When a project has multiple FDs, the Leaderboard metric is a calculated summary across all FDs, across all dates, and across all series. That is, for each FD DataRobot generates predictions for each day in validation and for each series. Then, using actuals for each of those predictions, DataRobot calculate the loss metric such that the Leaderboard shows the loss metrics across all those predictions. If there are too many FDs, sampling is used.
For example, for a project with 30 series, 30 days of validation, and 30 FDs, DataRobot generates
30*30*30 predictions and then applies the loss function.
The first step in time series modeling is to be certain that your data is the correct type to employ forecasting or nowcasting. DataRobot categorizes data based on the time step—the typical time difference between rows—as one of three types:
|Regular||Regularly spaced events||Monday through Sunday|
|Semi-regular||Data that is mostly regularly spaced||Every business day but not weekends.|
|Irregular||No consistent time step||Random birthdays|
Assuming a regular or semi-regular time step, DataRobot's time series functionality works by encoding time-sensitive components as features, transforming your original input dataset into a modeling dataset that can use conventional machine learning techniques. (Note that a time step is different than a time interval, which is described below.) For each original row of your data, the modeling dataset includes both:
- New rows representing examples of predicting different distances into the future.
- For each input feature, new columns of lagged features and rolling statistics for predicting that new distance.
When a time step is irregular, you can use row-based partitioning or the data prep tool tool (to avoid the inaccurate rolling statistics these gaps can cause).
To activate time-series modeling:
- The time series dataset must meet the file size and row requirements.
- Even if your data contains time features, time series forecasting mode may be disabled if the data contains irregular time units or non-unique time stamps. If this happens, the time series data prep tool for potential solutions.

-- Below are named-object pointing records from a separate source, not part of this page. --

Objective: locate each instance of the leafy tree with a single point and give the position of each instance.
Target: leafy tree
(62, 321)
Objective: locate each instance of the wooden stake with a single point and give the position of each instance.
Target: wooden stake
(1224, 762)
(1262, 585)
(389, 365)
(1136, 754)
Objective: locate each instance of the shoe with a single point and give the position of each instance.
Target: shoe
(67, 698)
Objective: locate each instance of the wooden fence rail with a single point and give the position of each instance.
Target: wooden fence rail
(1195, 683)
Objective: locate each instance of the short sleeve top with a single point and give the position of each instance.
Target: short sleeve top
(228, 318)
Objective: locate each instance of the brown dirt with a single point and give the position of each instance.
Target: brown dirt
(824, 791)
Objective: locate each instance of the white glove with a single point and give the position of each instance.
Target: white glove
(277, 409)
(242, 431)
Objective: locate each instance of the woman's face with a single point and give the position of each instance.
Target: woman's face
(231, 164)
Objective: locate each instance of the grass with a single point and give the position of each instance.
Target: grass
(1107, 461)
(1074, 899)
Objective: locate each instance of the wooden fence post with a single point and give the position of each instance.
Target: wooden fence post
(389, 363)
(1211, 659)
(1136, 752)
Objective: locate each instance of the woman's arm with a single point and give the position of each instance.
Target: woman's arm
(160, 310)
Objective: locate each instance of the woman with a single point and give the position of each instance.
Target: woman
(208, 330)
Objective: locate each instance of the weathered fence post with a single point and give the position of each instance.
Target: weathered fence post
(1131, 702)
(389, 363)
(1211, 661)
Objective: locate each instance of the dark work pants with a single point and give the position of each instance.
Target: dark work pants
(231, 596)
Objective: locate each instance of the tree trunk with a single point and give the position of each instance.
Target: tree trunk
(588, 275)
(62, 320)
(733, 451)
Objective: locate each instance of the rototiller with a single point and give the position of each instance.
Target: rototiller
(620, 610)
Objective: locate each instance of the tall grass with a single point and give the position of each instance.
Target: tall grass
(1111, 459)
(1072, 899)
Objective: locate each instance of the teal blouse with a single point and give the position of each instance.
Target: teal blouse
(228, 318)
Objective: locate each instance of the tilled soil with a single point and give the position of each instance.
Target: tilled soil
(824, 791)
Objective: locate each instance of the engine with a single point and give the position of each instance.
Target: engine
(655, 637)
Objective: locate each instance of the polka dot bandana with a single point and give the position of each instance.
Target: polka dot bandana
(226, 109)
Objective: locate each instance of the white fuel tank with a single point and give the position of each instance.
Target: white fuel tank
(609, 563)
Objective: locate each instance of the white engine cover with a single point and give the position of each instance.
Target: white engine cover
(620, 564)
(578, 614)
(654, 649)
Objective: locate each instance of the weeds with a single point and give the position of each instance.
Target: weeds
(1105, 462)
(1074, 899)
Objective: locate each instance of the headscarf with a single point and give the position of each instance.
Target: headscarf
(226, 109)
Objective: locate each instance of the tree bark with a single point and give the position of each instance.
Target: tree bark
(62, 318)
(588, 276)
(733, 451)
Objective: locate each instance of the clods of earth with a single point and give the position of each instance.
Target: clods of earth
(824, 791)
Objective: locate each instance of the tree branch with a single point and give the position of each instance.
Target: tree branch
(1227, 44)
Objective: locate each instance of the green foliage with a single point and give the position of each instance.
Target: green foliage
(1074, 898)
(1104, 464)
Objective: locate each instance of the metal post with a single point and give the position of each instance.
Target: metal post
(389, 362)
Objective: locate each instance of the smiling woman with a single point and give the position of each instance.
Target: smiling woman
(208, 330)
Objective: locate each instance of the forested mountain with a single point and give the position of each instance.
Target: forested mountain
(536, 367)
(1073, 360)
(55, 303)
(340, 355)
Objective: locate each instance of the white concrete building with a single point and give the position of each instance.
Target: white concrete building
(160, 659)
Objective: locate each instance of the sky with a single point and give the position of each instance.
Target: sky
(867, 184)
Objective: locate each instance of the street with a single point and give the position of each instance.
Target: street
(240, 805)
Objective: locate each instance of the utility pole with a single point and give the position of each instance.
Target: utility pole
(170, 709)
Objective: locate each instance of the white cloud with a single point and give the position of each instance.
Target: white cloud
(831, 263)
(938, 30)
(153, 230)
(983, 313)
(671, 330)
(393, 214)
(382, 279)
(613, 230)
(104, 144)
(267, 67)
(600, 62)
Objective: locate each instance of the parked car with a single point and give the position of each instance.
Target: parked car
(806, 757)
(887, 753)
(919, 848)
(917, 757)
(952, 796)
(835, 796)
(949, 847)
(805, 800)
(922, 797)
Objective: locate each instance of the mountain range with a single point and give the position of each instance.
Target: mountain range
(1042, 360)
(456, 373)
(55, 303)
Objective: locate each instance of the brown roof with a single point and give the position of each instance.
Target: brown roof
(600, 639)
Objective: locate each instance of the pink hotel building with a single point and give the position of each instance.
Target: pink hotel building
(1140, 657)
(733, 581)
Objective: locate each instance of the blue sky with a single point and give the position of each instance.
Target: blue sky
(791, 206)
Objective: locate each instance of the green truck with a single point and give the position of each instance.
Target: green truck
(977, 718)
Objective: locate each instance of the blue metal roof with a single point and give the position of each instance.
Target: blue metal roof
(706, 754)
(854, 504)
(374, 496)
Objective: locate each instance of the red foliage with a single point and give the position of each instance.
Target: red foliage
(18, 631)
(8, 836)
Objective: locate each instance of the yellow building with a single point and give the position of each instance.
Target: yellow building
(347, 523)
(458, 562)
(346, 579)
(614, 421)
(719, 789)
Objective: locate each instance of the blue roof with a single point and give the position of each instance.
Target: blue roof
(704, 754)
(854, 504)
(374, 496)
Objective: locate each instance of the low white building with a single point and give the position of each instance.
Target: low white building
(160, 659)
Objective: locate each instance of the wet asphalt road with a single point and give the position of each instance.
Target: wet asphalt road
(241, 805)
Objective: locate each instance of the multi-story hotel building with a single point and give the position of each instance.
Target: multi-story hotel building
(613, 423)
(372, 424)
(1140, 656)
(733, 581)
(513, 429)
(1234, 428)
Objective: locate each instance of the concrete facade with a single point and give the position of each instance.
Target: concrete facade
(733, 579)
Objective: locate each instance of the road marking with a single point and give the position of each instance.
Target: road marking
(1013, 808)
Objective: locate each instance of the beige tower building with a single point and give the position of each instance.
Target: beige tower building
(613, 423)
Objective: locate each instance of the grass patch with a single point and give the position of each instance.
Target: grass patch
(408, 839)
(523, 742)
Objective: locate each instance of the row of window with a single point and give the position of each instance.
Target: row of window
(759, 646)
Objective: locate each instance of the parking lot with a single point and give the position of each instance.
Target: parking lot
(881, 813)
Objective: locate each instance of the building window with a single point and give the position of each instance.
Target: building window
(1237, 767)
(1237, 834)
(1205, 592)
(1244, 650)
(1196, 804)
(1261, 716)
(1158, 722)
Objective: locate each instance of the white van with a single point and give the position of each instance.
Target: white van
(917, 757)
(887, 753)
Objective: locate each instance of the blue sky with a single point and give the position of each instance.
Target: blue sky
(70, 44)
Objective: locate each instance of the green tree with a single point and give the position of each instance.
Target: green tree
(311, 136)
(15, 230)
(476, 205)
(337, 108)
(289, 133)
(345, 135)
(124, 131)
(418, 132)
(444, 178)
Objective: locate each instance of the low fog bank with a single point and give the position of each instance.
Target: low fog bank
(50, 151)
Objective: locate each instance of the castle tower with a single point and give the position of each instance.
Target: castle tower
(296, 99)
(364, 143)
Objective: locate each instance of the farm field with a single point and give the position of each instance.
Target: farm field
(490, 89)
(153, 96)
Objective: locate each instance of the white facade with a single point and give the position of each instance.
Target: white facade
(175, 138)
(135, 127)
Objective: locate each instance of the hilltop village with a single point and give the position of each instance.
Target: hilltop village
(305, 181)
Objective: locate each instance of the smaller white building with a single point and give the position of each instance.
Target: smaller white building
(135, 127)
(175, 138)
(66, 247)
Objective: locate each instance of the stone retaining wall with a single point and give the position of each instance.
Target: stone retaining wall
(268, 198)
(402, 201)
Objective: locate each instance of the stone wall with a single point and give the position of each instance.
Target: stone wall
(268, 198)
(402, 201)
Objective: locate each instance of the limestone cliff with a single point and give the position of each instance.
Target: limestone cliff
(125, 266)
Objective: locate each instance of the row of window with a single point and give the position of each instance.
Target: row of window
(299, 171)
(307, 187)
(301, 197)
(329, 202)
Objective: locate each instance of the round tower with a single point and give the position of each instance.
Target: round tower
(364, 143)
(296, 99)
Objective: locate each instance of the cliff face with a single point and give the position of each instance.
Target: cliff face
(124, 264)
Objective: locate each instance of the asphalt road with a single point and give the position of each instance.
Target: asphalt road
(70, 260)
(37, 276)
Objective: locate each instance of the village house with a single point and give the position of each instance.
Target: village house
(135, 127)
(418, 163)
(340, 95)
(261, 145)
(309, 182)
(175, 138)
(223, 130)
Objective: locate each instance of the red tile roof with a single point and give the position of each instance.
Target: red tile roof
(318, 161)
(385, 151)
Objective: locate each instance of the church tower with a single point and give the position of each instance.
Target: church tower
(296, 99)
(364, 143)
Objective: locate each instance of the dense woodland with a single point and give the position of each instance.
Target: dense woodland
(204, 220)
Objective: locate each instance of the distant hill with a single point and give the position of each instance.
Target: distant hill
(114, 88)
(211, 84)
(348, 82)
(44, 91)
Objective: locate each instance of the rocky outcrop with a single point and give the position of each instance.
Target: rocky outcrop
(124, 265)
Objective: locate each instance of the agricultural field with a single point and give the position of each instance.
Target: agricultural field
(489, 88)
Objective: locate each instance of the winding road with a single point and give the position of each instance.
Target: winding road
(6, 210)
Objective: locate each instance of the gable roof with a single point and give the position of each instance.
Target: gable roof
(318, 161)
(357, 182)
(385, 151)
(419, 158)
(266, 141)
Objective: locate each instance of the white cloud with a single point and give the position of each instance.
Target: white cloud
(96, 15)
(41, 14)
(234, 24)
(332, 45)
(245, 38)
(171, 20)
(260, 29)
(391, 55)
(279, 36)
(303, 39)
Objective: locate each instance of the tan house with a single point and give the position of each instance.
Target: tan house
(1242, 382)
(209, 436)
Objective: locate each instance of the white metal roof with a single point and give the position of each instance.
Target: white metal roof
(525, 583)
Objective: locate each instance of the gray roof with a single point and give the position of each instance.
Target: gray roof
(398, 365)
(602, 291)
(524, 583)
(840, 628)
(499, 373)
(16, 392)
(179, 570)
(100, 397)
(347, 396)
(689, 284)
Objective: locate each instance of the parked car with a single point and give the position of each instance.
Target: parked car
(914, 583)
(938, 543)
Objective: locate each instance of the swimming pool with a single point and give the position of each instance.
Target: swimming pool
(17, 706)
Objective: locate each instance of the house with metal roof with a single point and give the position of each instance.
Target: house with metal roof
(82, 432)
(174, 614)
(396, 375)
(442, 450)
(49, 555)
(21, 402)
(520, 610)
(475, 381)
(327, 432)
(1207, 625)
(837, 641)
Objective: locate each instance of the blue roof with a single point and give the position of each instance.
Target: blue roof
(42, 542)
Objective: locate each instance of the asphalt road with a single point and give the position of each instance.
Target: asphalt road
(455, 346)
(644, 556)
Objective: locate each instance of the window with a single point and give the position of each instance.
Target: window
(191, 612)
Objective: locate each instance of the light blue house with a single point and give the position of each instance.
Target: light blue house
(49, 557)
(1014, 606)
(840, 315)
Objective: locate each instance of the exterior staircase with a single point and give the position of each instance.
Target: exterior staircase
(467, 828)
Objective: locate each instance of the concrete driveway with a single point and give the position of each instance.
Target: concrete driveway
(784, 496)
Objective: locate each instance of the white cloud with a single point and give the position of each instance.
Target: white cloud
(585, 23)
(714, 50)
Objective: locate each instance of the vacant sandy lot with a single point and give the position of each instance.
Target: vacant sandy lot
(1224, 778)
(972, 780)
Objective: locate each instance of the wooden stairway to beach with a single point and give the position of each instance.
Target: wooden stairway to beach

- The dataset must contain a column with a variable type “Date” for partitioning.
There are times that you may want to partition without holdout, which changes the minimum ingest rows and also the output of various visualizations.
If the requirements above are met, the date/time partitioning feature becomes available through the Set up time-aware modeling link on the Start screen.
Although many of the examples in this documentation show a time unit of "days," DataRobot supports several intervals for time series and multiseries modeling. Currently, DataRobot supports time steps that are integer multiples of the following units:
For example, the time step between rows can be every 15 minutes (a multiple of minutes) but cannot be a fraction such as 13.23 minutes. DataRobot automatically detects the time unit and time step, and if it cannot, rejects the dataset as irregular. Datasets using milliseconds as a time unit must specify training and partitioning boundaries at the second level, and must span multiple seconds, for partitioning to operate correctly. Additionally, they must use the default forecast point to use a fractional-second forecast point.
DataRobot’s time series modeling supports both regression and binary classification projects. Each type has a full selection of models available from Autopilot or the Repository, specific to the project type. Both types have generally the same workflow and options, with the following differences found in binary classification projects:
- In the advanced option settings, the following are disabled:
- Simple and seasonal differencing are not applied.
- Only classification metrics are supported.
- No differencing is performed, so feature lists using a differenced target are not created. By default, Autopilot runs on
Baseline only (average baseline)and
Time Series Informative Features. Note that "average baseline" refers to the average of the target in the feature derivation window.
- Classification blueprints do not use naive predictions as offset in modeling.